Машины! Год от года машины становятся все ненадежнее, говорили в пивнушке у пристани, в моорском секретариате и вообще повсюду, где заходила речь о простоях и о беге времени. Кто рассчитывает пахать тракторами и убирать урожай паровыми жатками, тому вскорости впору будет камнями питаться. Лучше уж кляча в хомуте — и вперед через поле по щиколотку в грязи, чем без горючего и запчастей, но на мощном тягаче...

Большие надежды, воспрянувшие было весной, когда спустили на воду «Спящую гречанку», не сбылись: «Ворона» Собачьего Короля так и осталась первым и последним лимузином, который громыхал по моорской щебенке. Рядом с прогнившими кабриолетами в гаражах давних господских дач стояли мулы и козы, а обитатели приозерья и все, кто поневоле жил под сенью Каменного Моря, по-прежнему добывали и свои машины, и запчасти к ним либо на свалках армейской техники, либо в «железных садах» вроде того, что глубже и глубже врастал в одичавшую землю на Кузнечном холме.

Новым в приозерье было и оставалось только старое: любой кусок металлолома, будь он хоть узлом завязан, хоть ржавчиной разъеден, надлежало поместить в масляную ванну, продраить щеткой, отшлифовать, выправить напильником и кувалдой и снова пускать в ход, пока износ вообще не поставит крест на использовании и не останется утиль, годный разве что на переплавку. «Железные сады» вокруг домов и усадеб неуклонно росли, но количество полезных запчастей в них столь же неуклонно убывало, а хаагская плавильня, единственная на все приозерье, давала низкосортный металл, который с очередной переплавкой еще больше терял качество и прочность.

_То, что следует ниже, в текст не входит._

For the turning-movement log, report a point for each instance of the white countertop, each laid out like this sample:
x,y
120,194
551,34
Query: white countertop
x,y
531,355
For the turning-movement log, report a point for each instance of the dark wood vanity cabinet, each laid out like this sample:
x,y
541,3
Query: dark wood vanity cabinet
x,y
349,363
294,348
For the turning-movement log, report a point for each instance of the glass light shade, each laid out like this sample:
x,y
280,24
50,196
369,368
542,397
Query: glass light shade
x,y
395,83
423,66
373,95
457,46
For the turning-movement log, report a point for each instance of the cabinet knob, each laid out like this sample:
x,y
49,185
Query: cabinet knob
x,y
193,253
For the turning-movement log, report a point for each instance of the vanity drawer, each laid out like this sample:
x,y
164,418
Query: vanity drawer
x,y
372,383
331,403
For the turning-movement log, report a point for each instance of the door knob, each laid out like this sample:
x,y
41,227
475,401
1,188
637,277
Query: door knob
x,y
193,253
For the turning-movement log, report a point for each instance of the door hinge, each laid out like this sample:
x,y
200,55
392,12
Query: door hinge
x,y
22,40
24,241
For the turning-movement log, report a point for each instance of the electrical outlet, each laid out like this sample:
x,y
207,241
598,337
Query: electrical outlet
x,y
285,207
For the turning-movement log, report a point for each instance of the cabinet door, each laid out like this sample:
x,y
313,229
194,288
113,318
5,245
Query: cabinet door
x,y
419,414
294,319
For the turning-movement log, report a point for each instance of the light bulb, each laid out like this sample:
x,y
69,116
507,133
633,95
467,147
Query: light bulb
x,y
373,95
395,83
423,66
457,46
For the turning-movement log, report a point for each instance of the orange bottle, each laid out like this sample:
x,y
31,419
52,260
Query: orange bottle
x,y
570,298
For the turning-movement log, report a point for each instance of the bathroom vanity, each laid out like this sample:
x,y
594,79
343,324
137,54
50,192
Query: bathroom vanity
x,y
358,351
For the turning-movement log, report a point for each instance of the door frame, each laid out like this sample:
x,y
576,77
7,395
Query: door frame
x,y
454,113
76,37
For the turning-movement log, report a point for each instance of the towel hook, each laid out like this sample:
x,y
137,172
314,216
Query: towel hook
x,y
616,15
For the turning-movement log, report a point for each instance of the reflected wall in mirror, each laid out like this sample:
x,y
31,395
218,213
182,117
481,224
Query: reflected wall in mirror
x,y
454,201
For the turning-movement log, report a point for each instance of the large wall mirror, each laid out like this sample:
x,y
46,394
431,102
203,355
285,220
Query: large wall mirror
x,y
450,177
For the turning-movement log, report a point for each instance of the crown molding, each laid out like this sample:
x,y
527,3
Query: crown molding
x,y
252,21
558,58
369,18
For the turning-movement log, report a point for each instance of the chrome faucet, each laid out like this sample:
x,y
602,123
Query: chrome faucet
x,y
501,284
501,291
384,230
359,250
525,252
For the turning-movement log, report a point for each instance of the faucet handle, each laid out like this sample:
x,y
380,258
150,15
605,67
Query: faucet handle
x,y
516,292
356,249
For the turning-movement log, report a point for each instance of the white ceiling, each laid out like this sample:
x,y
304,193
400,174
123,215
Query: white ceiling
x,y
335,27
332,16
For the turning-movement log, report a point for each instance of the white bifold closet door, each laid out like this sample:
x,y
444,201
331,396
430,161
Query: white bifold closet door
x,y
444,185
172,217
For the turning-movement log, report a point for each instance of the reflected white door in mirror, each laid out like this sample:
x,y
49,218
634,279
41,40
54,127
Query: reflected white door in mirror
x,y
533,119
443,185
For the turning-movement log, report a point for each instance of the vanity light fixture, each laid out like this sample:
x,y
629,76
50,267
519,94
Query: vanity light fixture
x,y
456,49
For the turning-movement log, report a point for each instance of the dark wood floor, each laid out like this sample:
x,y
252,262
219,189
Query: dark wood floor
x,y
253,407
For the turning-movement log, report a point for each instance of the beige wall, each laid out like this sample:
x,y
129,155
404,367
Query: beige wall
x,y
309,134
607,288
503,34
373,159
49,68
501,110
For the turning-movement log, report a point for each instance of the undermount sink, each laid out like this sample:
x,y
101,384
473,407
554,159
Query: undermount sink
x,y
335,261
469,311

Вдобавок и профилактический уход, и ремонт, и превращение лома в огненно-текучий расплав, который надо было отлить в новые формы, требовали сноровки и особого инструмента, каким располагали весьма немногие мастеровые. Каждый из них волей-неволей был и кузнецом, и механиком, и слесарем, а то и литейщиком; иные хуторяне дошли до того, что уже почитали их как этаких шаманов, которые, всего лишь починив дизель-генератор, могли поднять усадьбу в залитую электрическим светом современность, а могли и снова утопить ее в потемках минувшего.